League of United Latin American Citizens (LULAC) of Texas, along with two San Antonio voters says the current “winner-take-all” system of choosing electors in Texas and 47 other states violates their Constitutional rights.
“Every vote needs to be counted,” said LULAC attorney Luis Vera, Jr. “We have to do something. All we’re trying to do is take a little, bitty step towards getting something better than we have now.”
Vera says four lawsuits were filed simultaneously in the traditionally red states of Texas and South Carolina, and blue states Massachusetts and California. Vera said his group is getting pushback from both major political parties about the lawsuit. He contends it is because they’ve come to accept which states are red and blue, and which states are “swing” states.
Vera said, “The way it is right now, when I vote, it’s counted, only to be thrown away, because it means nothing. In California, if you vote Republican, it’s the same thing: it’s counted, only to be thrown away because it means nothing.”
The lawsuits do not challenge the electoral college system.
Instead, the minority voters listed as plaintiffs want to change how states allocate their electors.
In 2016 Donald Trump received 52 percent of the vote, and Hillary Clinton received 43 percent.
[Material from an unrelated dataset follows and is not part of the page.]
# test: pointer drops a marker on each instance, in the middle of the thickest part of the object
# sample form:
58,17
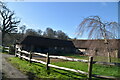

In the winner-take-all system, all 38 electors were awarded to Trump.
“That’s why we’ve got to get to a system that’s closer to the popular vote. Otherwise, somebody going to get screwed somewhere.”
LULAC’s Texas-based lawsuit was filed in U.S. District Court in San Antonio, just as Governor Greg Abbot was campaigning nearby. Abbott is named as the principal defendant, along with Secretary of State Roland Pablos. Abbott was unavailable for comment.
LULAC predicts the lawsuit will eventually be taken under consideration by the Supreme Court.